Depuis mars, je ne sais pas très bien quel article rédiger, qui soit à la hauteur de mes questionnements, comme des tiens je suppose. Je t’envoie tout de même cette suite de petits textes qui sont la seule façon que je trouve de répondre à tout cela. Tu peux la glisser dans l’Insatiable, si tu le juges nécessaire, sinon je te la confie amicalement, en attendant que je trouve la distance nécessaire à la rédaction d’un article...

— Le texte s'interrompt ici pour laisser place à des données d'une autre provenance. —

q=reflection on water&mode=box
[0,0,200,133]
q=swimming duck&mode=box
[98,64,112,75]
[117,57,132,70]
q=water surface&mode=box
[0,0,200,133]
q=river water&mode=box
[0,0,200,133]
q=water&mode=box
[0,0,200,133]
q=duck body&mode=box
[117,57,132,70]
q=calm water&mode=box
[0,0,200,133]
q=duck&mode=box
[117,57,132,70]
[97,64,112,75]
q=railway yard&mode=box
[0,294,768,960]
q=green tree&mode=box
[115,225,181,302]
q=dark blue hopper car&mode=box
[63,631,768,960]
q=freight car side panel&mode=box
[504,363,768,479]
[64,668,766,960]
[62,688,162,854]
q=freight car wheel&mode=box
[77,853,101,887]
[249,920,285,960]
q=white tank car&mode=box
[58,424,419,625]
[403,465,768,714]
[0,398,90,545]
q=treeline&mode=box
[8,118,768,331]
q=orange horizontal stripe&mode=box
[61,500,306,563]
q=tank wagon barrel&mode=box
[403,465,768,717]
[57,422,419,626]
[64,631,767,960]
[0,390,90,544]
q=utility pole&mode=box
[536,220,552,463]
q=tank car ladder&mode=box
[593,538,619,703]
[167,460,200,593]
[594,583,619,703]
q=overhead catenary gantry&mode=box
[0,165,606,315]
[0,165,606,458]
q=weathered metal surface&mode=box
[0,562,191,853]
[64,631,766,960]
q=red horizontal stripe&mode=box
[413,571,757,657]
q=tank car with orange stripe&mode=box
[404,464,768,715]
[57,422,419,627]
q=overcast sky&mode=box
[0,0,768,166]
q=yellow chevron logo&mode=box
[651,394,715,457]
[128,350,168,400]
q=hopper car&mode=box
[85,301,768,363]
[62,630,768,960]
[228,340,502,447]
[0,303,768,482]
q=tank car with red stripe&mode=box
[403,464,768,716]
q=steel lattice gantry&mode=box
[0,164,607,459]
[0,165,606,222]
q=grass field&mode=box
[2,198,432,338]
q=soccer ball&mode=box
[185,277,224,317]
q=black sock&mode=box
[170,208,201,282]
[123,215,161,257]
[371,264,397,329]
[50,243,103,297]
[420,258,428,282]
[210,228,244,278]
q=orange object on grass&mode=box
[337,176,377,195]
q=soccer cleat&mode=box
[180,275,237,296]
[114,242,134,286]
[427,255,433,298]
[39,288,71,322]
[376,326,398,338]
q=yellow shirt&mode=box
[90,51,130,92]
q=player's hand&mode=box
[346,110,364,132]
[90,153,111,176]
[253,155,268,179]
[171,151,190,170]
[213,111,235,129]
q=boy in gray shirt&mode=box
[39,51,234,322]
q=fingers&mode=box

Photographie © Maurizio Leonardi

Un enfant ça dessine des visages

pas des fantômes

des sourires des gens

pas des bandeaux bleus

pas des voix qui se taisent

ou qui parlent sans qu’on les comprenne

Un enfant ça n’étouffe pas

sous l’ordre angoissé des parents

un enfant ça sourit

même en temps de pandémie

et ça sourit même

aux gens qui ont peur

des sourires des paroles et des gens

aux gens qui gardent leurs masques

devant un enfant qui leur parle

Un enfant ça dessine des visages

même quand ça n’a plus de visages.

Photographie © Fanny Penin

UN ENFANT ÇA PEINT CENT VISAGES

DES NOIRS, DES RONDS, DES CARRÉS

DES PETITS TRESORS D’HUMANITÉ

DES GAIS, DES BEAUX, DES FACHÉS

ET MÊME PARFOIS DES VISAGES

QUI NE RESSEMBLENT À RIEN

ON NE LEUR EN VEUT PAS

ILS NE FONT QUE LES PEINDRE.

J’EN VEUX À CEUX QUI NOUS IMPOSENT

LE MASQUE DE LEUR SOMBRE DEFAITE.

Photographie © Fanny Penin

Ils y tenaient à me maintenir en vie

Ils y tenaient contre mon avis

ils ont brisé mes ramures

ils ont coupé mes ramures

ils m’ont éloigné des êtres les plus chers

ils m’ont assujetti à leurs vues

et pour autant ils m’ont privé de soin

car j’étais sans espoir.

Ils m’ont privé de loisir,

du plaisir de voir des amis,

ils m’ont brisé,

et privé de sourires,

du sourire des autres,

puis de mon propre sourire

Ils m’ont interdit les gestes amicaux

qui me rendaient heureux,

interdit aussi le parfum de la nature,

et le chant des oiseaux,

interdit de voir le cœur humain,

et de me joindre avec d’autres,

physiquement,

du questionnement du monde,

il fallait que je vive,

sans voix, sans goût,

sans vie,

avec le dégoût de la vie

Ils voulaient que je vive malgré tout,

comme un corps qu’on objecte -

Alors on m’a gavé de friandises,

de divertissements virtuels,

et d’avertissements en ligne.

J’ai plié la nuque,

j’ai cédé,

mon cœur battait encore,

j’étais prêt à travailler,

pour eux,

qui m’avaient tant donné.

Photographie © Maurizio Leonardi

Seul au milieu des sans visages

Je me sens moins vulnérable

J’ai le sourire franc

Je suis dans la dimension du bonheur

de l’échange

Certains se disent

« Il faudrait l’abattre,

ou bien l’éliminer,

car c’est à cause de lui

tout ça,

et c’est à cause de lui, et de ceux-là,

que ça ne finira jamais.

Il faudrait le lui dire,

mais on ne peut pas,

car on ne lui parle pas,

il est – la liberté. »

Photographie © Fanny Penin

Un monde sans visages

est un monde où les corps se cognent

où les paroles hurlent et blessent

et où l’esprit s’abaisse.

J’ai vu des enfants en cages,

et je ne m’en remets pas,

même si c’est loin,

mais on sait bien,

que ce qui est loin aujourd’hui

devient tout près,

nous sommes des frères d’indignité,

des complices,

des humains inhumains,

des sadiques -

nous sommes le peuple relié

contrôlé, et masqué

le monstre planétaire.

J’ai vu ceci et cela,

je l’ai vu et le reverrai,

car aujourd’hui le regard

est fait pour accepter,

on s’émeut, mais au fond,

on s’habitue.

Les humains pourchassés,

les enfants enfermés,

les images s’amoncellent

comme les trophées de l’armée

en campagne dans les brousses innocentes -

comme le plus ignoble des conquêtes coloniales.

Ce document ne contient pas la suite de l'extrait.